The king looked at him like Draevan was a child fooled by a magician pulling a coin from behind his ear. “She cannot hide from you anymore than you can hide from yourself.” The king turned, then looked over his shoulder as if he'd forgotten something. “Congratulations.”
Chapter Three
It had been a trying day, and all Kyra wanted to do was vomit what pittance was left in her stomach and curl up into the fetal position in a corner somewhere. Her stomach was tied into knots, and she had barely slept for nearly a month. She was exhausted, cold, and damp because the dungeons had less-than-ideal conditions for those who wanted to stay dry.
Her arms throbbed, and her pride? Well, that was long gone. It had been gone since the night she decided to play with fire in the form of the human giant-killers.
“C'mon, honey,” Taric said when she crumpled over before they'd even made it out of the arena. He hoisted her easily into his arms and carried her like a babe up the stairs leading towards the castle.
“Is she alright?” Draevan asked over her head. “God help us if she's taken ill!”
“I don't know. She's cold as ice,” Taric replied, concern saturating his voice. He looked down at her. “What were you thinking about, running away? We told you we'd take care of you from here on out.”

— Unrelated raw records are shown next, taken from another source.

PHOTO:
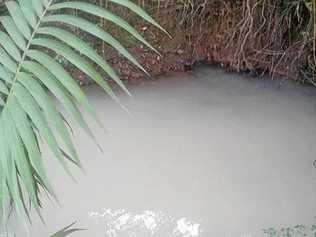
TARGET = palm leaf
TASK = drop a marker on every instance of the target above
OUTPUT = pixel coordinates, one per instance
(32, 33)
(67, 231)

“I'm not…” She meant to argue that she wasn't a slave, that they didn't own her, and a lot of other trifle that, since the binding ceremony, wasn't at all true. Wives, when looked at it in a certain way, were very similar to slaves. They had to do what they were bid; their husbands kept all the rights of their person.

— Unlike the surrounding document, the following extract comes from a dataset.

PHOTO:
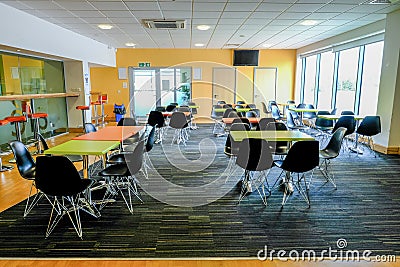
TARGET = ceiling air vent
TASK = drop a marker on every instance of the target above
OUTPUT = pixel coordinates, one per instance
(165, 24)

She didn't get to even argue. She passed out. She had never fainted before, but then again, she had never been nearly hung and then married to two human men against her wi
ll before. Though the real reason she'd fainted was mainly because she hadn't been given water or food for the last three days because the executioners preferred a clean corpse, and before that, the bowls of gruel she had been eating the last three weeks weren’t the most nutritious meals she'd ever eaten.
When her eyes fluttered open, she found herself lying in a bed. She had never lain in a bed before; and it was just like she'd heard it to be. It was like sleeping on cloud! Even though her head and stomach ached, she could still feel the fluffy mattress under her, pleasantly warm.
It was then she realized she had been… bathed. Her body felt so clean and soft, and she smelled good, fresh.
“Finally!” she heard a male's voice above her say. The word was pregnant with relief. “She's waking up.” She felt a calloused hand press against her cheek. The skin of the hand touching her felt so rough; like a crust of bread. She opened her eyes and saw Draevan above her, his brow wrinkled as he gazed down at her. “Dying after the ceremony is a cheap way to get out of your duties,” he told her. As always, his voice and eyes were stern and made her stomach flutter with nerves, but his touch was careful and loving, like she was a small pet.
“Told you she'd be fine,” Taric said, leaning over her and glancing at her face. He put a hand under her and hoisted her back up until he replaced his hold with about five pillows to prop her up. Real pillows—feather ones. “Even the color's back in her cheeks.” He grabbed a mug from a nearby tray and put it into her hands. “Drink this,” he ordered her.
His order was so firm, she didn't even sniff the contents first; she just brought it to her lips and drank. Luckily, she discovered it was only lukewarm water. When she was done, Taric took it and filled it again, and then again. Upon the forth cup, she shook her head and pushed it away. “I'm going to start sloshing,” she grumbled.